According to Wired, BadRabbit has already affected Kiev's subway system, Odessa International Airport in Ukraine and computers used by several Russian media companies. The ransomware is tied to NotPetya's authors and security firms including ESET and Kaspersky are currently tracking its reach. BadRabbit also spreads via Windows Management Instrumentation Command-Line using credentials obtained using an open-source tool like Mimikatz.
Kaspersky says that it has found 30 hacked sites responsible for distribution of BadRabbit malware. "This indicates that the actors behind ExPetr/NotPetya have been carefully planning the BadRabbit attack since July," Kaspersky told Wired in a note.

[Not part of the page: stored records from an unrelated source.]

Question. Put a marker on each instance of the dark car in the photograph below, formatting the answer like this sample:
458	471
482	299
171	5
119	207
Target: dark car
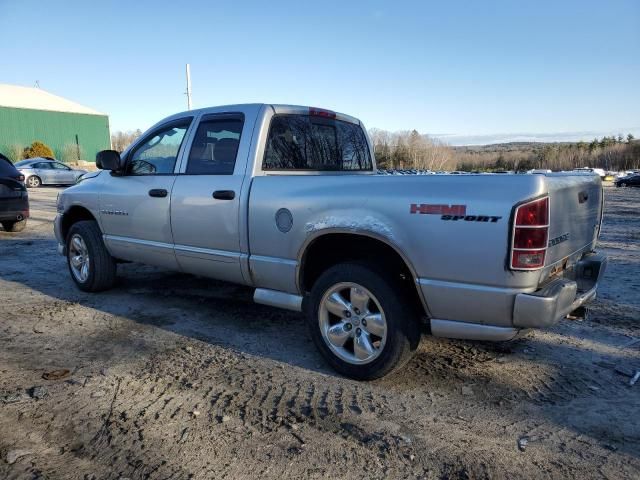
628	181
14	200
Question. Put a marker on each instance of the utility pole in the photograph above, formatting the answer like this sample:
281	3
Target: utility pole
188	87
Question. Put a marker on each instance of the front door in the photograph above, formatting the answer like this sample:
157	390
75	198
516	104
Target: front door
135	206
205	201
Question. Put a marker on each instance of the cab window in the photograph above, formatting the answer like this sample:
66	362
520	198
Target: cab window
157	154
215	146
305	142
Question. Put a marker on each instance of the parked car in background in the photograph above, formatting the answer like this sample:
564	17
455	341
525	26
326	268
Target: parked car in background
598	171
14	200
628	181
286	199
47	171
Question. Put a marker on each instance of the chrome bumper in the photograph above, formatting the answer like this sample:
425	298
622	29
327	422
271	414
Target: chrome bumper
560	297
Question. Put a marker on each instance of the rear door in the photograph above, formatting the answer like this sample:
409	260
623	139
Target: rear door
135	206
205	199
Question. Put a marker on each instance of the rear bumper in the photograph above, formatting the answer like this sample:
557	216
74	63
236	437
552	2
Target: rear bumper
560	297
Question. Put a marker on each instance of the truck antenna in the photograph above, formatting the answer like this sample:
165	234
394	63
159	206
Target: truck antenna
188	92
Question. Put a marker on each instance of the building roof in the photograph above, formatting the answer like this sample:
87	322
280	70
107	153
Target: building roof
15	96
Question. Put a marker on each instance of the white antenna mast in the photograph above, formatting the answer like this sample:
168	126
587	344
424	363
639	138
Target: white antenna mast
188	87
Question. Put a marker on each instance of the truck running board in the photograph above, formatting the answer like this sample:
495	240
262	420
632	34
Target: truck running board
471	331
275	298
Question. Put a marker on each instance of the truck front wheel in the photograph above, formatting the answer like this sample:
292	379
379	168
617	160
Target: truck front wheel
91	266
361	322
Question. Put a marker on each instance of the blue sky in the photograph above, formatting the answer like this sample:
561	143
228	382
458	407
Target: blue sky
461	68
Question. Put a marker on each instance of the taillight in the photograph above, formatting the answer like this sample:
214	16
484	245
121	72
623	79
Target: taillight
530	235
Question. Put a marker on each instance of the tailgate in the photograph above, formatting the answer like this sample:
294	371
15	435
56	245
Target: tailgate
575	204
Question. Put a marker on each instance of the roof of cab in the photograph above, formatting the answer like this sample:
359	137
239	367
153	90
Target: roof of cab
244	107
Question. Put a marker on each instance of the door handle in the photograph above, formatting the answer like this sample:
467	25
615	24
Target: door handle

Once infected, the attackers display a ransom message and affected users are redirected to a page on the Tor browser. The creators of BadRabbit are demanding 0.05 Bitcoins (about $275) within around 41 hours in exchange for the decryption of the data and gain access to the machine. The ransom increases after the expiry of time.
Like Petya, BadRabbit is also infecting several government agencies and businesses mostly in Ukraine and Russia. ESET estimates that BadRabbit has infected only 12.2 percent of victims in Ukraine while 65 percent of victims are in Russia. There is no clarity on who is behind the spread of this new ransomware but it definitely traces its roots back to Petya.